On the story that he shot his ex-fiancée Kelly Preston in the arm: "No, she lifted a pair of my pants off the scale one day in the bathroom when she was alone. A tiny little revolver fell out of my pocket, hit the floor, shot through the toilet and it got her leg. It was the dumbest thing I've ever done...even though I wasn't in the room."

His attitude on fights: "I've only been in two and I lost in both. I think it takes a much stronger guy to remove himself intellectually from a conflict."

On Mel Gibson, who called Sheen this week to offer support: "Of course he did. Mel's a rock star. I love him. [...] I'm a huge fan and he's a beautiful man."

On how many hours he sleeps per night: "I average about four or five and that's fine because on the nights I don't sleep, there is a higher power telling me to stand guard."

On his net worth: "I think I'm worth over $1 billion but that's just on a cellular level."

On whether or not he's a narcissist: "They've got a label for everything.

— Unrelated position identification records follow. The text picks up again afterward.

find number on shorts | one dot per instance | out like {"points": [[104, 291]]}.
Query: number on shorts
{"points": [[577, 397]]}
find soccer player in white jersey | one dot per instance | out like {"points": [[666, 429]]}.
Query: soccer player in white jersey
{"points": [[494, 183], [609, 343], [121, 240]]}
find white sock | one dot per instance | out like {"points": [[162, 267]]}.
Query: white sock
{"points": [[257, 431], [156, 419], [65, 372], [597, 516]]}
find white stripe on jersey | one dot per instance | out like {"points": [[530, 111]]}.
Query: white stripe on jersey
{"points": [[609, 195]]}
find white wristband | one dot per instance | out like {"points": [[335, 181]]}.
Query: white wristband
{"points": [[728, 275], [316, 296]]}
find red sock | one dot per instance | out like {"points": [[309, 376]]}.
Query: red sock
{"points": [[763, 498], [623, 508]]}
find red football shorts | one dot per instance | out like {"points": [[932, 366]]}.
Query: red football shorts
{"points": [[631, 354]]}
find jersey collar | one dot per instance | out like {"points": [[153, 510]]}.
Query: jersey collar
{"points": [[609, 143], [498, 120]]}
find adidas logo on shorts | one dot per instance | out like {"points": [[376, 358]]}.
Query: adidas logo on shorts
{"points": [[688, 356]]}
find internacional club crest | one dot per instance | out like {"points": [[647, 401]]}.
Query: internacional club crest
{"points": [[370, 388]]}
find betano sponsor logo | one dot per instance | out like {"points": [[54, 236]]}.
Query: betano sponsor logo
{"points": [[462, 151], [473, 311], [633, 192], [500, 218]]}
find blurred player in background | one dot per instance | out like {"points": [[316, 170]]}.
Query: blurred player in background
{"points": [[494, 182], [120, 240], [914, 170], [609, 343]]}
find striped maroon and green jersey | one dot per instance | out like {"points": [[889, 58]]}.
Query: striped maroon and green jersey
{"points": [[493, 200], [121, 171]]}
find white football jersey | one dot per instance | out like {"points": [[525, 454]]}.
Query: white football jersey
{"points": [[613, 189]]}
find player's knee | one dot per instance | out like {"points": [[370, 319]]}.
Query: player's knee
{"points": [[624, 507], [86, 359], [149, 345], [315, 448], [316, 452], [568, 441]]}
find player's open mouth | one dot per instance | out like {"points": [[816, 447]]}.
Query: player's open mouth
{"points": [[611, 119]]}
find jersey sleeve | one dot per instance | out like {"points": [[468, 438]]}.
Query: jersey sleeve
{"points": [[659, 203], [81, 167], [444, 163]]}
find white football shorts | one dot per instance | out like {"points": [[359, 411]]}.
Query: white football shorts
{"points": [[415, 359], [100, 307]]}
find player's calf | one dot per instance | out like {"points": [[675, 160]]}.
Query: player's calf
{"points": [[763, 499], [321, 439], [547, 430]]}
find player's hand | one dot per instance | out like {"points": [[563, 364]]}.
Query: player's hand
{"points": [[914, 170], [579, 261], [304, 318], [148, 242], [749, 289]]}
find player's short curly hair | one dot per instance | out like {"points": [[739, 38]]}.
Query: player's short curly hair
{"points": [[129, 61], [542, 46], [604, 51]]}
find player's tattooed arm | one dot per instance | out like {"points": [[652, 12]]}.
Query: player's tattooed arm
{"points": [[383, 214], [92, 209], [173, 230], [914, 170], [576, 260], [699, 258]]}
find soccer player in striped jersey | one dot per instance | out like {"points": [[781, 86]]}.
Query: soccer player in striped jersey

I'm just a guy, who -- like I said this morning -- is living a grandiose life. I guess I'm a little grandiose. I'm not arrogant but I'm tired of being like, 'Aww, shucks.' It's very gnarly. I'm living in the dead epicenter of it and loving it."

On the book he is shopping: "It's called When the Laughter Stops: The True Story of Two and a Half Men and Some Other Sh*t. That's a great title, right?"

On whether or not he's slept with 1,000 women: "I don't know. I didn't keep track but if you insist, okay."

On whether he is a role model for men: "Absolutely, because they see a real guy with balls who doesn't back down -- who believes in his own truth. If others aren't onboard, then it's like, 'Catch you in the rear view, losers.'"

On hope: "Don't hope. Hope is for suckers and trolls."

On his availability now that he is unemployed: "I'm available 24/7. Literally."

On whether or not he enjoys tranny porn: "Yeah, whatever."